Mission Bowling Club's Vegan Burger Bowls a Strike

Alanna Hale
This is not the usual tale of woe for the veggie/garden/"other" burger that the non-meat version of one of the world's favorite food creations is often relegated to. With the enormous demand for vegetarian burgers and with so many amazing vegetarian sandwiches out there, why does it seem vegetarian burgers are always a bland, dry afterthought?

Fortunately, we have Anthony Myint here in San Francisco. Not only at his Mission Bowling Club can you order one of the city's finest vegetarian burgers, but it also happens to be vegan and you can go bowling at the same time.

Frank Mitchell, a sous chef since opening and elevated to executive chef in early November, is carrying on the vegan burger tradition with no changes since Myint created it for his Mission Street Food pop-ups. The patty is a fried combination of chickpea panisse (mashed chickpeas mixed with flour and warm water), sautéed kale, edamame, green onion, and that key umami boost of roasted shitake mushrooms.
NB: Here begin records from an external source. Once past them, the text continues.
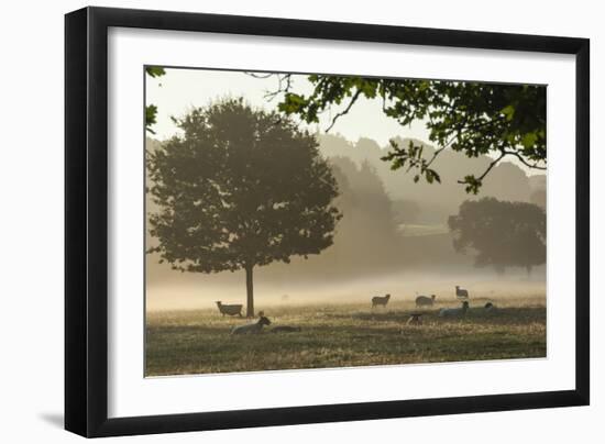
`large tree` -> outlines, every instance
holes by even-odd
[[[338,186],[317,141],[289,119],[228,99],[176,121],[183,135],[147,153],[148,249],[180,271],[245,270],[332,244]]]
[[[455,251],[475,254],[477,267],[492,266],[498,273],[525,267],[529,275],[546,262],[546,213],[532,203],[468,200],[448,224]]]
[[[444,149],[468,157],[490,155],[493,162],[480,175],[466,174],[459,182],[477,193],[485,177],[503,158],[515,158],[529,168],[546,169],[546,87],[472,81],[388,79],[355,76],[310,75],[311,92],[297,91],[292,75],[275,75],[279,110],[308,123],[337,108],[327,131],[365,97],[381,100],[385,115],[402,125],[424,121],[438,149],[424,156],[421,144],[402,146],[392,141],[383,157],[393,169],[415,170],[415,181],[441,181],[433,162]]]

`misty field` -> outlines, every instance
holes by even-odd
[[[471,300],[462,319],[438,317],[458,307],[453,298],[416,309],[392,299],[386,308],[367,303],[258,307],[272,325],[256,335],[231,335],[246,319],[222,318],[217,308],[152,311],[146,317],[146,376],[352,367],[410,363],[544,357],[546,298]],[[421,325],[408,325],[422,311]],[[271,333],[277,325],[300,332]]]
But it's the addition of housemade guacamole mixed with cilantro salsa verde and kicky, fermented red pepper sambal that makes this a destination burger. Why do diners go crazy for Thousand Island dressing on burgers when guacamole and sambal are a thousand times better?

Our only slight quibble is the slightly dry and overly thick Acme green onion slab used for the bun. Each half of the bread was as thick as the patty, creating an unfortunately high bread to patty ratio.

Luckily, guacamole is the remedy for any problem. Slather it everywhere. A final flourish of fennel and compressed lemon slaw helps moisten the patty and add another citric and crunch dimension to the sandwich. There's just the right amount going on with this burger. It never verges on being a complicated, overloaded creation. Everything is balanced.

Beyond the vegan burger, MBC is a one of the best vegetarian and vegan destinations for dinner in the Mission. Nearly half the menu is meat-free, with symbols letting you know what is vegan and vegetarian. Lightly fried shishito peppers are the perfect bar snack topped by a clever popcorn powder that is exactly as it sounds: an El Bulli-style interpretation of buttered popcorn. A wintery chicory based salad greatly benefits from a beautiful sweet-sour-smoky white soy vinaigrette.

At the end of the meal and the bowling game, go with the excellent Mezcal-Jalapeno TBD cocktail, and admire how much MBC has certainly bowled a strike.